Agents identify with the master using SSL, so the first time an agent tries to connect to the master, the agent certificate needs to be approved (in the default configuration), and that’s usually a source of problems.

File structure

Puppet configuration files are usually in /etc/puppet.

The main files in there are manifests/site.pp which defines the configurations, and the manifests/nodes.pp that defines how those configurations apply to the different nodes or agents, based on their hostname, generally, or other properties.

Site

class 'dave' {
  user { 'dave':
    ensure     => present,
    uid        => '507',
    gid        => 'admin',
    shell      => '/bin/zsh',
    home       => '/home/dave',
    managehome => true,
  }
  file {'/tmp/test1':
    ensure  => present,
    content => "Hi.",
  }
}

Nodes

node 'someserver.domain.com' {
  class { 'dave': }
}

More information

More information about types, resources, manifests, variables,… at learning puppet from PuppetLabs.

Infrastructure as Code

DevOps is not about the tools

That’s true, in the same way that agile is not about the tools either, it’s a set of ideas, concepts, best practices,…

Nice, but… how can I successfully implement it?

Tools can enable change in behavior and eventually change culture [Patrick Debois]

Printer in 1568

The same way the Guttemberg printer was a tool that enabled a cultural change, or that Agile development wouldn’t be possible without Continuous Integration servers, DevOps relies on some tools to implement its principles.

Unfortunately, the same way everyone thinks of themselves as being intelligent enough, and every tool out there is magically cloud enabled, now every tool claims to be DevOps.

However, there is agreement that tools that allow us to deal with infrastructure as code are key on implementing DevOps concepts.

It’s all been invented already, now it’s standardized with tools like Chef or Puppet. Before, you could write your own scripts to automate server installation, configuration,… but everyone would do it their very own way.
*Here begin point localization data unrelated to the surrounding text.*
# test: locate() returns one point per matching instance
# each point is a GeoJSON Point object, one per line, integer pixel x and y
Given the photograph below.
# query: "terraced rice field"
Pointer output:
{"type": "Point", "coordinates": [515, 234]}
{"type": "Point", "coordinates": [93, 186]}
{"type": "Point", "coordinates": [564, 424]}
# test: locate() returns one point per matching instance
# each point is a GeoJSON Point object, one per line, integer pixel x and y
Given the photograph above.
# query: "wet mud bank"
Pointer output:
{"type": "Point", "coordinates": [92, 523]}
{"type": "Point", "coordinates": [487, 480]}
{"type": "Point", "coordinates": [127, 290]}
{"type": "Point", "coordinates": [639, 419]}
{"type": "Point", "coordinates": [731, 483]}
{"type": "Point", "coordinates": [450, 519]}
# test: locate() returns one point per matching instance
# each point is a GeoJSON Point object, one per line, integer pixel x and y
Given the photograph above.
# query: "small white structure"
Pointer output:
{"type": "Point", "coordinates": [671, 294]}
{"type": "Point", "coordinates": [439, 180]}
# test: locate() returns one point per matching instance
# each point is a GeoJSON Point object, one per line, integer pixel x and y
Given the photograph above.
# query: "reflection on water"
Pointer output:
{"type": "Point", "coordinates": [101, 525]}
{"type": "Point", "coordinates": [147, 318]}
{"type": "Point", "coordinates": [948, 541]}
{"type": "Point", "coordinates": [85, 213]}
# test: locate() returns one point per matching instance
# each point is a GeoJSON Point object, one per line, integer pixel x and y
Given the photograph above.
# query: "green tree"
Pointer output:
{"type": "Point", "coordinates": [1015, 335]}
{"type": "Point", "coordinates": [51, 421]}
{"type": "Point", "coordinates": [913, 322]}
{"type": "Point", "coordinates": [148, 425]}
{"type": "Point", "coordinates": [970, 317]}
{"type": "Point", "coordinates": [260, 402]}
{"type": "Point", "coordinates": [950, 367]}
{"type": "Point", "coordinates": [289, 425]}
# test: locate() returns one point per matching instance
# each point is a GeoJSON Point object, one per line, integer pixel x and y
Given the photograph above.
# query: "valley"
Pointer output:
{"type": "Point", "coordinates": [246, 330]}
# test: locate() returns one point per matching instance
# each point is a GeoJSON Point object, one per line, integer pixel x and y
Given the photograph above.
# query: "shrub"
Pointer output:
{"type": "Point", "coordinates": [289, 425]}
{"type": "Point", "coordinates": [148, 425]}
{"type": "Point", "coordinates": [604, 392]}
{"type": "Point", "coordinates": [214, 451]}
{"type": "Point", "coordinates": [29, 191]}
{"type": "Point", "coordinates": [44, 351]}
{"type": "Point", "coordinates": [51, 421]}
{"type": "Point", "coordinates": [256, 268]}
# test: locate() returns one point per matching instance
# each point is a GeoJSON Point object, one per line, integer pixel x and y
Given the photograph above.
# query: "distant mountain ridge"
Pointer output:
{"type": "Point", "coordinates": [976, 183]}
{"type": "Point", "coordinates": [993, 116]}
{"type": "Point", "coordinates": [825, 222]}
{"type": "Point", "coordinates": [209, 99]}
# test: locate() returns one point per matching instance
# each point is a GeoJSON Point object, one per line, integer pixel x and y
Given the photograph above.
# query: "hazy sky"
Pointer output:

Now there’s some common language used by Puppet or by Chef, that allows to share and reuse configuration as modules or recipes.

Infrastructure as Code, a key concept

The concept that infrastructure should be treated as code is really powerful. Server configuration, packages installed, relationships with other servers,… should be modeled with code to be automated and have a predictable outcome, removing manual steps prone to errors. Doesn’t sound bad, does it?

But new solutions bring new challenges, and when infrastructure is code we face the same problems faced by developers.

  • What version of the infrastructure are we using in production?
  • how can we ensure that when an issue is found it gets fixed and redeployed?
  • how can we test the infrastructure as we develop it?

That’s why when dealing with infrastructure as code we should follow development best practices.

For instance we can (and should!)

  • tag, branch and release the code that define our servers.
  • have a lifecycle that covers different stages through the infrastructure code, ie. dev, QA, production.
  • continuously test our infrastructure as we make changes.

Is DevOps killing the Operations team?

To make error is human. To propagate error to all server in automatic way is DevOpsHearing everywhere about DevOps and how it is all about automation, and how manual steps should be removed from Operations. Starting to worry about your OPs job?

On one hand, yes, you should worry.

My job is to make other people’s jobs unnecessary.

While I was working on Maven the goal was to automate and standardize all the build steps so there’s no more need to have a magician build master that is the only one that knows how to build the software. All Maven projects are built in the same way and there’s no need to do any manual step. That ended the build master job in many companies as they knew it. Those that were interested enough moved on to do more useful tasks, like setting up continuous integration servers, integrating new quality assurance tools, adding metrics,…

So, on the other hand, no, you shouldn’t worry as long as you want to explore new areas, because there’s still plenty to improve. Stop doing tedious manual tasks and focus on what’s really important.